Chance’s review published on Letterboxd:
Full disclosure, I never finished Ernest Cline’s science fiction/fantasy novel Ready Player One, where a dying tech-guru, James Halliday (Mark Rylance), coordinates a Willy Wonka-esque gaming competition to see who will inherent his trillion dollar empire. I didn’t even make it to the second trial. Either I wasn’t in the mood to read it, or it was just a terrible book. Perhaps it was the medium, seeing as it’s not really all that enthralling to read about avatars Parzival and Art3mis re-enacting every scene from 1983’s WarGames in an attempt to win Halliday’s Easter Egg Hunt. But to actually see it on the screen, not WarGames, but a living, breathing virtual world (aptly-named The Oasis), now that’s truly something - especially when it's under the direction of Steven Spielberg. Spielberg really knows how to craft a blockbuster, Jaws is considered the original summer blockbuster, after all, and Ready Player One marks his return to that market after directing a string of modest successes. And all I have to say is… wow, welcome back (not that he ever really left).

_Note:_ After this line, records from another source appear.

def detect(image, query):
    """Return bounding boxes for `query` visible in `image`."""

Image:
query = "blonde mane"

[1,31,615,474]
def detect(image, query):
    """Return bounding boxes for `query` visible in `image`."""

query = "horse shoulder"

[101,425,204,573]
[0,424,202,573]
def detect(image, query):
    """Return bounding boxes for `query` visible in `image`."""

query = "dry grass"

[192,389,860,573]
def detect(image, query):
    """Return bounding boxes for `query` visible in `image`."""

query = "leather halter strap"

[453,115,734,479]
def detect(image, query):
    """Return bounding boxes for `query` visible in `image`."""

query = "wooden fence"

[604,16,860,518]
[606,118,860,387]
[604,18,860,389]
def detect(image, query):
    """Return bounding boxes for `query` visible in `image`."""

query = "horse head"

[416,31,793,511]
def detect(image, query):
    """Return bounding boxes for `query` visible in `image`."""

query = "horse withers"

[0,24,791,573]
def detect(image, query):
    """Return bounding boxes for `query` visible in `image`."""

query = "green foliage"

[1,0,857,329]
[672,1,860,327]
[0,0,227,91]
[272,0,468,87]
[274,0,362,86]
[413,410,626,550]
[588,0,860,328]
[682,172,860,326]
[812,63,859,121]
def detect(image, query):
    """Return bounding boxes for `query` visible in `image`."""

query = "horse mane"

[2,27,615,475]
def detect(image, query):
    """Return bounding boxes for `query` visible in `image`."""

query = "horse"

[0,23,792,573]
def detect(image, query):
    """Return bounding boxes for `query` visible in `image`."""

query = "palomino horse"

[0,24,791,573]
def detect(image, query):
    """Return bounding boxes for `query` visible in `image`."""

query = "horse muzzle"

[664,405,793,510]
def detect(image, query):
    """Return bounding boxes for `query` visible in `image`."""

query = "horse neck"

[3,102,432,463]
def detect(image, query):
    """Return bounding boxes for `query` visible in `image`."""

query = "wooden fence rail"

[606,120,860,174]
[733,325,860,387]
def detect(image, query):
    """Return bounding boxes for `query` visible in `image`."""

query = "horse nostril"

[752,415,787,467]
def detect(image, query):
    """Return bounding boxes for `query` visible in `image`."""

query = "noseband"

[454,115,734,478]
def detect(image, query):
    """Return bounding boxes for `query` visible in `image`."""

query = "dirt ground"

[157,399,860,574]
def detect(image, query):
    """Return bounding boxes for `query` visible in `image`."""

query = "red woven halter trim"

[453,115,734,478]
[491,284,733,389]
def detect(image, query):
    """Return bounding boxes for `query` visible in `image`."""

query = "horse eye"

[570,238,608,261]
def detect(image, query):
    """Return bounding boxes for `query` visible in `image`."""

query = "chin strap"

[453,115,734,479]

I know this is going to sound like sacrilege, but Spielberg’s Ready Player One is one of those rare films that actually improves on its source material. It scraps the original three trials and creates its own thrilling set pieces, which includes a high-stakes race where iconic cars (The DeLorean! Bigfoot! The Batmobile! Mach 5!) have to outrun King Kong and the T-Rex from Jurassic Park, a game of survival that takes place inside an awe-inspiring recreation of an iconic horror film, and a climactic battle that involves nearly every pop culture character imaginable. Honestly, the numerous crossovers and references left me awestruck. It was like I was a kid again! Throughout the film, I was beaming from ear to ear, I was covered in goosebumps, and I actually shed some happy tears. I’m as sentimental as Spielberg, okay?
In all seriousness, Spielberg’s knack for injecting childlike whimsy and sentimentality into his films is Ready Player One’s greatest attribute… as well as its weakness. My main problem is that I smelled the phony all over the ending, particularly when the central villain, Sorrento (Ben Mendelsohn), smiled and was cleanly dispatched. Uh… okay? The tone never felt quite right after that, but it was the ending, so it didn’t last too long. Speaking of which, I was initially skeptical about the runtime of the film, 2 hours and 20 minutes, but those hours and minutes flew right on by, seeing as Spielberg keeps Ready Player One pumping with action.
Unlike the novel, Ready Player One doesn’t tarry too long in the real world or in the quiet moments. Once we’re transported to the beautifully rendered world of The Oasis, we’re lost in it, which does limit certain character and plot developments. Like who are High Five? Well, I know who they are, but who are they? And supposedly there’s some great Rosebud in Halliday’s life, as it’s mentioned several times, but when the Rosebud is finally revealed, I wasn’t buying it. That part ties into the phony, and decidedly rushed, ending. Despite all that, Ready Player One still manages to be an overall fun and thrilling film that’s bursting with pure imagination.